In March, Hontop Energy, an oil trader linked to a Chinese refiner, went into receivership, blaming cratering demand due to Covid-19. The same month Singapore’s High Court rejected commodity trader Agritrade International’s request for a debt moratorium on US$1.55bn in outstanding liabilities to dozens of creditors, including US$983m owed to secured lenders. At least 20 banks face losses from the collapse of Agritrade.
“It is bad timing for the commodity companies to refinance because of the Covid-19 impact and Hin Leong default,” said a second Singapore-based loans banker. “Banks are more cautious now and borrowers have postponed deals for these reasons.”
FLIGHT TO QUALITY
While the commodities sector continues to see price volatility, not all commodity traders are expected to struggle with their fundraising plans.
Bankers believe that the larger, stronger players – including the likes of Swiss firms Mercuria and Trafigura and Singapore-based agri-business Olam – would be able to navigate choppy markets.
“I believe the crisis is mostly affecting the smaller, Asian trading houses,” said a Singapore-based relationship manager at a Chinese bank. “International banks will continue to support the larger, global trading houses, although participation will be limited to just the refinancing amount and not incremental amounts.”
The first Singapore-based loans banker said: “There will be a flight to quality. The top-tier ones with transparency over their structured trade financings will survive. Those that are less forthcoming or smaller will suffer.”
Others believe that the composition of the syndicate of lenders will also shrink.
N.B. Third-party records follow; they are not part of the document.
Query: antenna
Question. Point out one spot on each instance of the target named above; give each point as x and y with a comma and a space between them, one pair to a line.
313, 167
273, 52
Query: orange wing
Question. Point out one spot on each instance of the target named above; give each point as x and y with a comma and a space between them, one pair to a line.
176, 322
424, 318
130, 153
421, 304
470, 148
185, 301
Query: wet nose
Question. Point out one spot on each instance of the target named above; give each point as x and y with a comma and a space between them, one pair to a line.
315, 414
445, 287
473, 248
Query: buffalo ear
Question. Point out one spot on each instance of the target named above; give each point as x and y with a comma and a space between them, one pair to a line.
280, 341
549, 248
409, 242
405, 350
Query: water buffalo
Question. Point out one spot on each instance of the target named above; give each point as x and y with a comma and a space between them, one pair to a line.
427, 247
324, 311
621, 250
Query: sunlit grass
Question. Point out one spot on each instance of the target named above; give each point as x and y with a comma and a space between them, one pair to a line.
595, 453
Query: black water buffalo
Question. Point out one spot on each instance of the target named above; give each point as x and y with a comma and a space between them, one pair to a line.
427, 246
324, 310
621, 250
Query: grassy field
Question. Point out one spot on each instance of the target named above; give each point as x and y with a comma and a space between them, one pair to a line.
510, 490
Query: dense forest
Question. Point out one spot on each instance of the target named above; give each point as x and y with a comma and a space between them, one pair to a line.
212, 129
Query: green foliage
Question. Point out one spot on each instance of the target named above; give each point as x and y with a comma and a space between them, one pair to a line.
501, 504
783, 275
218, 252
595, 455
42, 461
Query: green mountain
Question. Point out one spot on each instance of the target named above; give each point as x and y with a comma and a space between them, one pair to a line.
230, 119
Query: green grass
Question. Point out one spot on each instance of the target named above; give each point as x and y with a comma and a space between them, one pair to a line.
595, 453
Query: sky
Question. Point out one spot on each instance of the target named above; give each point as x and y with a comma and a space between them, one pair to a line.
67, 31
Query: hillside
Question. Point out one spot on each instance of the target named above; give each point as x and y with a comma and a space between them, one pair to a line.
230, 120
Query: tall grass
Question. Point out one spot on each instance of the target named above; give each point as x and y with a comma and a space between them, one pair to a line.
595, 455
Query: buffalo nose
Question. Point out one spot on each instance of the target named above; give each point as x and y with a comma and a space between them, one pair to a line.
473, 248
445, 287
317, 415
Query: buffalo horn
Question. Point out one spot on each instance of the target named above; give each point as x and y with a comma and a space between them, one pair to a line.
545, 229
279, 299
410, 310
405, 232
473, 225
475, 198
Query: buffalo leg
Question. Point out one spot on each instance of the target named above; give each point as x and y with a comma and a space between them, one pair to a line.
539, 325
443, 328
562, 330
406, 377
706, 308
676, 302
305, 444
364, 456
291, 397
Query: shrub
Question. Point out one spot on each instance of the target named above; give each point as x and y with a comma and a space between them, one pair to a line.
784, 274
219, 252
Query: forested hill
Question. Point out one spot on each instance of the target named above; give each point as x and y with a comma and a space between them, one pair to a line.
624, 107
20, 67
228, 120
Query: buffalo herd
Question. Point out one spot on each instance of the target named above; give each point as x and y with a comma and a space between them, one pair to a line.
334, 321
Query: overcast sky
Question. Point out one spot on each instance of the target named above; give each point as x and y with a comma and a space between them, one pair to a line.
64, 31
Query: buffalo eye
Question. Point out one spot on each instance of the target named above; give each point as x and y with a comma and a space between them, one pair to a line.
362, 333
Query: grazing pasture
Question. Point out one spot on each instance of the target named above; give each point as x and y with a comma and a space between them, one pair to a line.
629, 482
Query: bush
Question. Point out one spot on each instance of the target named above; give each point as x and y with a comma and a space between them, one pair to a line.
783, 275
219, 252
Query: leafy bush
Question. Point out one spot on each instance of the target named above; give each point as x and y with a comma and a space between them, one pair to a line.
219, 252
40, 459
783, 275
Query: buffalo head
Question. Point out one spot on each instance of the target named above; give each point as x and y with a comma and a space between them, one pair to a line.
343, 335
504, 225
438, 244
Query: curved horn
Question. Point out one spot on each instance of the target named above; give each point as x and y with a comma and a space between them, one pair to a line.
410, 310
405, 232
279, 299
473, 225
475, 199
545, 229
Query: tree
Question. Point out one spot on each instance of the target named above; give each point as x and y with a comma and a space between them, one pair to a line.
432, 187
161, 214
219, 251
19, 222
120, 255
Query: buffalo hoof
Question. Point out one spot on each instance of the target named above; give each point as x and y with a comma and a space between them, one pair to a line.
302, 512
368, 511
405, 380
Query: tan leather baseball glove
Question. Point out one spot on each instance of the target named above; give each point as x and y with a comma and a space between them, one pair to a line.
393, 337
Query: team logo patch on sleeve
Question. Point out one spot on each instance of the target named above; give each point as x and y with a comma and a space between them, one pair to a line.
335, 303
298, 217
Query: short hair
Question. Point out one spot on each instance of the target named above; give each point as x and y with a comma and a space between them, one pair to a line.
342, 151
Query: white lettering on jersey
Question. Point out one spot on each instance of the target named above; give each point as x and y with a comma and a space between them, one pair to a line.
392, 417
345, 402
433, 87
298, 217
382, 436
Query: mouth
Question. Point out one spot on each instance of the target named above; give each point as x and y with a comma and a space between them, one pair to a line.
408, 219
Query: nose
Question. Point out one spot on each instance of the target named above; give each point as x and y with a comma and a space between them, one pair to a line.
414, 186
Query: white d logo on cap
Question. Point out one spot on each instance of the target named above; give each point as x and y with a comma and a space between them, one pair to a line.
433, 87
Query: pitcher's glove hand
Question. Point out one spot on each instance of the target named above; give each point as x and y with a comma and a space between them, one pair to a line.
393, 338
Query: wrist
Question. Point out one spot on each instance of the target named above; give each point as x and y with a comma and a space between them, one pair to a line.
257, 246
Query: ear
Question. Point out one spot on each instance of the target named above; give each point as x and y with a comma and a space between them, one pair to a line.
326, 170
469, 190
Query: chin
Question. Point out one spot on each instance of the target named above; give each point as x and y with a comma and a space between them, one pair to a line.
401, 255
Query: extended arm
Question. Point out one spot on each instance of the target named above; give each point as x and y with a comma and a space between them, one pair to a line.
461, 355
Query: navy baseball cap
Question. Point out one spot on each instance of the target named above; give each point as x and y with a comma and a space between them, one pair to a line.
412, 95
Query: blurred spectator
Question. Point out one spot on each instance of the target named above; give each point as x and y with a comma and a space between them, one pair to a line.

“A 30-bank syndicate for the top-tier commodity names is a thing of the past,” said another senior Hong Kong-based loans banker. “Smaller banks that previously were participants in commodity deals are unlikely to feature this time.”
Given the troubles the sector faces and the risk-aversion from lenders, syndicated lending for commodity credits could take a hit this year, exacerbating a slowdown last year when such loans raised US$15.41bn from Asia (ex-Japan), according to Refinitiv LPC data.
The 2019 tally for syndicated loans from the commodities sector in the region was 4.17% lower than the US$16.08bn raised in 2018 and a far cry from 2014’s US$29.33bn, which was a record since 2009.